There are several areas of the brain (and several signals) that may increase your chances for having an OBE. One of them is the
Angular Gyrus on the right side, another is the temporal lobes on the right side, and another is the area where the occipital lobe, temporal lobe and parietal lobe meet on the right side. In spite of the attention given to the angular gyrus on the right side following Dr. Olaf Blanke's accidental elicitation of an OBE,


The most likely signal is the modulated 40hz signal. The second most likely is the Event-related potential signal, especially over the angular gyrus, and the third most likely is the hippocampal signal.


Modulated 40hz signal

 

Tested by one experienced out-of-body practitioner who reported that it elicited one of the sensations that precede OBEs during a short preliminary session.

 

 

 

Event-Related Potential Signal

 

Although it has NOT been tested yet, in principle the Event-Related Potential signal may be able to initiate an event at the cortex (brain's surface).

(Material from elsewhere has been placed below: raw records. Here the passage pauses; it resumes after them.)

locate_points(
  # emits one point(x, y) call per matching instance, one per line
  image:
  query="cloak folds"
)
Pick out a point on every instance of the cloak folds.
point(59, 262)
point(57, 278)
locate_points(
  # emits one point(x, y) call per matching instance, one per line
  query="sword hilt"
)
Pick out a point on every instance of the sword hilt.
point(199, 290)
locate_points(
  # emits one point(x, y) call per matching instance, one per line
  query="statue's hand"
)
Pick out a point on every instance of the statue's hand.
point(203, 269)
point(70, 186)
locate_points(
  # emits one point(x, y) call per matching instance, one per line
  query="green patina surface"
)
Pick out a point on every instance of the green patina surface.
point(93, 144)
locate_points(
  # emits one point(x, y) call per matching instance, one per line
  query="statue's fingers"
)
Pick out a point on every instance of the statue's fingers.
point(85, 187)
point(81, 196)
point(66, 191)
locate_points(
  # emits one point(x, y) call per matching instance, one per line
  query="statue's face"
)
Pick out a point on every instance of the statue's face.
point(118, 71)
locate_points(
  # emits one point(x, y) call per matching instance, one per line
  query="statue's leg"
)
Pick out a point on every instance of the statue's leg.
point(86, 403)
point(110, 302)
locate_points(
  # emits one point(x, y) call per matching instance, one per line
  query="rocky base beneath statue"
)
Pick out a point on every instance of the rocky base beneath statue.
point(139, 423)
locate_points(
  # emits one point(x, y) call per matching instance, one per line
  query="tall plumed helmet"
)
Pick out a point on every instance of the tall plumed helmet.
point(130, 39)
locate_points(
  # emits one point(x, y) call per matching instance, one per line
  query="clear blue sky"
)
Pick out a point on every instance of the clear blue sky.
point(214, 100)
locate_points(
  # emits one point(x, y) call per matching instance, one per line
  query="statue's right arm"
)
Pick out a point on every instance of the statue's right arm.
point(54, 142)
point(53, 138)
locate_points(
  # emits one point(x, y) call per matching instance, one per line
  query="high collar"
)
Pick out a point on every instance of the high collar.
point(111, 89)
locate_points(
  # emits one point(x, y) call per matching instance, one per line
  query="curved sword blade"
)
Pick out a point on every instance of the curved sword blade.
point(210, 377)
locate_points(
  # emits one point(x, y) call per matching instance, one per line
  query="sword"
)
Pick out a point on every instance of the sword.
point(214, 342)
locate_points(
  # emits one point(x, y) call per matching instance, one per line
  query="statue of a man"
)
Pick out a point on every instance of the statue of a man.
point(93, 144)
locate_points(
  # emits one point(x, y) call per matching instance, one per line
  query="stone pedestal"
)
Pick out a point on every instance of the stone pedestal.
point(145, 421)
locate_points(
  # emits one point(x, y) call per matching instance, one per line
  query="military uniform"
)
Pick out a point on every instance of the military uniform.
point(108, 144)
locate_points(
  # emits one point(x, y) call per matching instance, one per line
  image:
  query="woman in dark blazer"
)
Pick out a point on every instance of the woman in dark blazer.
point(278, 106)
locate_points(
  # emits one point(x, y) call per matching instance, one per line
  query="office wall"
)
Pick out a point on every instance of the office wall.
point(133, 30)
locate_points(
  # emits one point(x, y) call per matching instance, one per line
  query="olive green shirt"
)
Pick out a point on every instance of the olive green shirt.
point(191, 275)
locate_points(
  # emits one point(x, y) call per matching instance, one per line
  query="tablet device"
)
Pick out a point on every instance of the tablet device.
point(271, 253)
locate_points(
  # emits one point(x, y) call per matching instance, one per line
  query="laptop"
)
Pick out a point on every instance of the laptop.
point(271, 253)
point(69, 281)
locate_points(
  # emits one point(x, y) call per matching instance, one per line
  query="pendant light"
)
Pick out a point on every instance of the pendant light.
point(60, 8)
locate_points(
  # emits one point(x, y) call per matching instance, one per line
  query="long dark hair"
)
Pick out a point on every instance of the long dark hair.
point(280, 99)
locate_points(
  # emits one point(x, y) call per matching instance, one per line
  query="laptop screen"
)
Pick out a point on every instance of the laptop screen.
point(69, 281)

If this signal is applied over the angular gyrus, that event could be an OBE, or another experience that may increase your chances for an OBE. They often begin with a 'floating' sensation, or even a visual phenomena (macropsia) in which things seem farther away, or (micropsia) closer than they actually are.

 

 

 

Hippocampal signal

 

The right hippocampus, with it's contributions to spatial perception may contribute to OBEs, which involve a change in one's perceptions of one's location in space. The Hippocampal signal is implicated in a small number of OBEs reported by participants in the Shakti Project, where only it and the amygdaloid signal were used.

Cautions

This approach to having OBEs will involve stimulating only the right side of the brain, and stimulating the temporal lobes more then the frontal lobes.

A good balance between the frontal lobes and the temporal lobes is important in maintaining a healthy inner state. Do not do more than two series of sessions over the sides of your head in a row. Alternate with series of sessions over the front of your head.

The first signs that you have stimulated your right hemisphere too much are feeling low energy, sadness without cause, and/or periods of anxiety. Another sign that may occur is finding yourself having trouble recalling words - the "word on the tip of your tongue that you just can't get out"

If you experience these things, you can apply the same signal to the same place on the opposite side of your head. If these follow sessions with the hippocampal signal on the right side, you may also correct them with the amygdaloid signal over the left side.